For a time you could have believed West Ham’s worst pre-match fears had come true, that the stadium had been filled with visiting supporters. That was not quite true but the 3,000 or so Frankfurt fans in the ground made more than enough noise to fill this vast bowl. The London Stadium, David Moyes’ 12th, 13th and 14th men in the run to the semifinals, could not comprehend what to do next.

It took time for West Ham to get the ground back behind them. Then something clicked at last. Antonio, too physical for any one of Frankfurt’s back three to deal with on their own, turned into space to find Tomas Soucek in support. Beyond him flew Bowen, opening his body to score in the fashion he has done so regularly this season. Somehow Kevin Trapp contrived to get his fingertips on it, enough to divert the ball onto the post.

It may not have brought them level but Bowen’s chance brought them back to life. Eight minutes later they were level in classic West Ham fashion. Their string of set piece goals is on occasion greeted with some sniffiness by critics, the suggestion being that there can be no elegance or technique in hoofing the ball to the big men. This would disprove that, Manuel Lanzini’s initial delivery floating high and dropping swiftly onto Kurt Zouma’s head. He cushioned the ball across to the back post where Antonio showed remarkable athleticism to strike the ball on the volley before Declan Rice could turn the ball in.

You could hardly blame Antonio for that bit of selfishness to bring up his third club goal of the year. Even as he has struggled in front of goal he has run the channels with diligence, creating the space for Bowen to exploit as he had earlier in the season. He may well end the season running on fumes but do not expect that to stop him from moving.

Even in their goal lay West Ham’s bind. They were clearly at their most threatening when the gigantic Dawson, Zouma and Soucek had chances to trundle forward for set pieces but in doing so they left the space in behind for Filip Kostic and the dangerous Kamada to attack.

Ben Johnson and Aaron Cresswell dealt manfully with the pressure but on at least one occasion found four Frankfurt forwards charging in their direction, teammates trailing a fair way behind. With a covering run from Johnson pushing ball carrier Knauff wide, Cresswell did just enough to deny the goalscorer a second, sliding in with a tackle that denied him the chance to get a clean effort away on Areola’s goal. All he could do was spoon a shot over the near post.

That chance was not representative of a match West Ham had begun to dominate. Nor was the goal that came 10 minutes into the second half, a brisk move through the Hammers defense seeing Areola got a glove to Djibril Sow’s low effort only for Kamada to pounce on the rebound. 

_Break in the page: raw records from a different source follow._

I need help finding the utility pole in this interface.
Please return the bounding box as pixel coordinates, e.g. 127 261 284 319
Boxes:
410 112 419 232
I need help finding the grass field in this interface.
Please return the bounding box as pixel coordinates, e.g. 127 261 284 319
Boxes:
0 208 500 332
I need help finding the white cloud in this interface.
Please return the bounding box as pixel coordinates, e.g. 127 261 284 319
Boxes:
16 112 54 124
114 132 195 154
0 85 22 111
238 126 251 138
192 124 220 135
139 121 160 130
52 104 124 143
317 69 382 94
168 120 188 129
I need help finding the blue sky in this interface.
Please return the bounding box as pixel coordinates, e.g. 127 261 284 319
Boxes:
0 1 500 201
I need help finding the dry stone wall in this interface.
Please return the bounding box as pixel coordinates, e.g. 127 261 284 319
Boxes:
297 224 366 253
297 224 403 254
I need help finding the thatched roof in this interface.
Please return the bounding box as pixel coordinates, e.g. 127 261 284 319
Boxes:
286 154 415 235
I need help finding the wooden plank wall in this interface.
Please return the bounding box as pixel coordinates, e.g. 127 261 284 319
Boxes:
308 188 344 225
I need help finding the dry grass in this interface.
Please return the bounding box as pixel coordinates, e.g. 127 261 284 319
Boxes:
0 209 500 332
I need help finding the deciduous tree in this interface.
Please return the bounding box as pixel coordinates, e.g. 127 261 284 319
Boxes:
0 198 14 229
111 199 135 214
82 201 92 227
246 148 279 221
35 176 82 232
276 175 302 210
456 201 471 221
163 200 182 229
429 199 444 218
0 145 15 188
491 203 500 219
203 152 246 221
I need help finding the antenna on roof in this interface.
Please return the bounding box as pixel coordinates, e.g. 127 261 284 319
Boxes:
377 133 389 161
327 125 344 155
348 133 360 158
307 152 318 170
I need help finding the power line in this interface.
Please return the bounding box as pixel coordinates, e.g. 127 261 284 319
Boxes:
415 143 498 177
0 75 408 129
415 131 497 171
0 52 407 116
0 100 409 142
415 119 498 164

Once more West Ham were knocked back out of their rhythm for too long. The quicksilver Benrahma curled a shot against the post from 30 yards out but that was one of a few guilty moments when he might have created a better chance for a teammate. The only substitute Moyes made in the match, he seemed to feel compelled to do it all himself.

It might have got worse for West Ham, Kamada’s shot deflected off Dawson and against the post, but it would have been an exceedingly cruel reflection of this game in which the ball just seemed to bounce out of reach at the decisive moments. They will still have to do it the hard way in Frankfurt — though Bowen was so close to restoring parity in the dying seconds — but this particular mountain does not feel too high for them to summit. If the breaks are on their side as they were not quite tonight then Seville remains in reach.